Following a lost to Patricky Pitbull, Bellator 139’s David Rickels realize he had to make changes

Former Bellator lightweight tournament winner David Rickels is one of the best personalities in Bellator and is also one of the most successful as he has gone 10-3 in the promotion.

Daniel Dahlback - The MMA Report
Daniel Dahlback – The MMA Report

The highlight of his Bellator career to this point is winning the season eight lightweight tournament with victories over Lloyd Woodard, Jason Fischer, and Saad Awad.

On Friday night, he will be looking for his second straight win against John Alessio on the main card of Bellator 139 and he admitted to The MMA Report recently that he feels everything in his career is finally coming together.

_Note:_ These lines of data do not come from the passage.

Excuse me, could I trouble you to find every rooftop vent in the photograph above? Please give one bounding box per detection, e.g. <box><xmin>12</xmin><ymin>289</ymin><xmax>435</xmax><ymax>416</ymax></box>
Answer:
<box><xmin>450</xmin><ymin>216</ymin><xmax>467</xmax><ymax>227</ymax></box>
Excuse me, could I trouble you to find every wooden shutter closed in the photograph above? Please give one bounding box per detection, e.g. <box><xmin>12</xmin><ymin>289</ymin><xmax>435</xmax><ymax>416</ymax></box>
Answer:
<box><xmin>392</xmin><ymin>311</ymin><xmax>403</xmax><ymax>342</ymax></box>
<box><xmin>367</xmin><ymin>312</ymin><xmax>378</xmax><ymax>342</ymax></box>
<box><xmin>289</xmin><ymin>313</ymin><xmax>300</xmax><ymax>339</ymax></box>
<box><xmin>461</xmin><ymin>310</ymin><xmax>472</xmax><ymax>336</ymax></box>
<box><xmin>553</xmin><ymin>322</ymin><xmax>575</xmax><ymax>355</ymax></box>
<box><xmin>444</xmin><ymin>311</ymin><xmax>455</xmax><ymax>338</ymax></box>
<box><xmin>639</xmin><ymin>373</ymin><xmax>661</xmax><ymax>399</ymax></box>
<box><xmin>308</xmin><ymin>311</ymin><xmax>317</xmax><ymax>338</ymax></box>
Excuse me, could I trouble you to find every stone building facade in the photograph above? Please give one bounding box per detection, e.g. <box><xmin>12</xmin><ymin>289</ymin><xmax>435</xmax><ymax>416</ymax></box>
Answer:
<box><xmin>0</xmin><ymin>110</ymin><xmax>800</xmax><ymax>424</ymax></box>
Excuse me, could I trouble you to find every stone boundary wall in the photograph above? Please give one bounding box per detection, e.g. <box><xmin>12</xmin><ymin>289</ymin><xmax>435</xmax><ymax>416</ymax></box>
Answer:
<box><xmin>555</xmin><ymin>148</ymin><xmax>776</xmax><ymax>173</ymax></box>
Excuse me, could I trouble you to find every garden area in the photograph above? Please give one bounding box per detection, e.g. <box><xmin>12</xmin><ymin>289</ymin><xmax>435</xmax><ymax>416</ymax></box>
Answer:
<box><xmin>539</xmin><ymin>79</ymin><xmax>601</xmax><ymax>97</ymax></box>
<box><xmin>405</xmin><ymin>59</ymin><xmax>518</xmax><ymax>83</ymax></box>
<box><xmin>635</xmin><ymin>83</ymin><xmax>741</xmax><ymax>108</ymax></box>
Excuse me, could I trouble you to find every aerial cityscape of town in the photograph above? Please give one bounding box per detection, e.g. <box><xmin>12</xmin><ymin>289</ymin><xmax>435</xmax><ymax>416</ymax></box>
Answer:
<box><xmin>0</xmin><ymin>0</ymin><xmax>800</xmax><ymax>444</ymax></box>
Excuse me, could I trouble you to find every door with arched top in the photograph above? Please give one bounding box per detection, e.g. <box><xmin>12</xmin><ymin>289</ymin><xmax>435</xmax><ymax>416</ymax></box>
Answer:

“Everything is coming together. It’s a trifecta of a bunch of different things. My mind right and my body right,” Rickels explained. “Everything is coming together. I just started doing things a little bit differently like not blowing up to 220 pounds in between fight camps. I just got a taste of what it would like to get that belt and losing. Somewhere along that mix, it sent off a bomb in my head. How bad do you really want this David. From that point on, the Davi Ramos fight, I think I showed a lot of skills. Beat up a world jiu-jitsu champion and I am looking forward to show that I am the greatest Caveman that has ever existed.”

When you hear a fighter makes a comment like what Rickels said, you have to wonder what moment caused him to realize that he needed to make a change. That moment for Rickels came following his knockout defeat against Patricky Pitbull at Bellator 113 last year.

“It was not an exact moment. I can tell you what exact moment sparked it, which was being knocked out by Patricky Pitbull and restarting my brain,” he said. “That almost set me down a path of what the hell am I doing wrong. I have always had this feeling of what I am capable of is greatness and that is what I was not showing people. I could not understand what was going on. Looking back, I was not doing anything right in between fights. I was not being professional and I wasn’t really wanting to be a fighter. I really liked knocking people out and going to party afterwards. I kind of had to sit back after losing and do you really want this? Do you really want to pursue this as a professional fighter as a career and that is where I am at.”

If the lost did not happen to Pitbull the way it did, Rickels admitted that he would not have made the changes to his career that he has made. One of the changes he has made is not entering a fight camp at 205 pounds. He now enters camp at 180 pounds and he does not stop training between camps. He wants to improve his skills and plans to show them against Alessio in the co-main event of Bellator 139. He wants to make a statement and show everyone at Bellator that he is in the mix for a title shot in the lightweight division.

“John Alessio brings in a name and he went toe-to-toe with Will Brooks, Rickels stated. “He is the kind of guy who is just tough enough to usually just hang in there and make it a good fight with everybody. What I want to do is go in there and blow this f**king guy away. I want to make a staple out of it and let everyone know — I want people to say wow. I want them to say wow and look at Caveman. Look at how much he has changed. This guy really wants it.”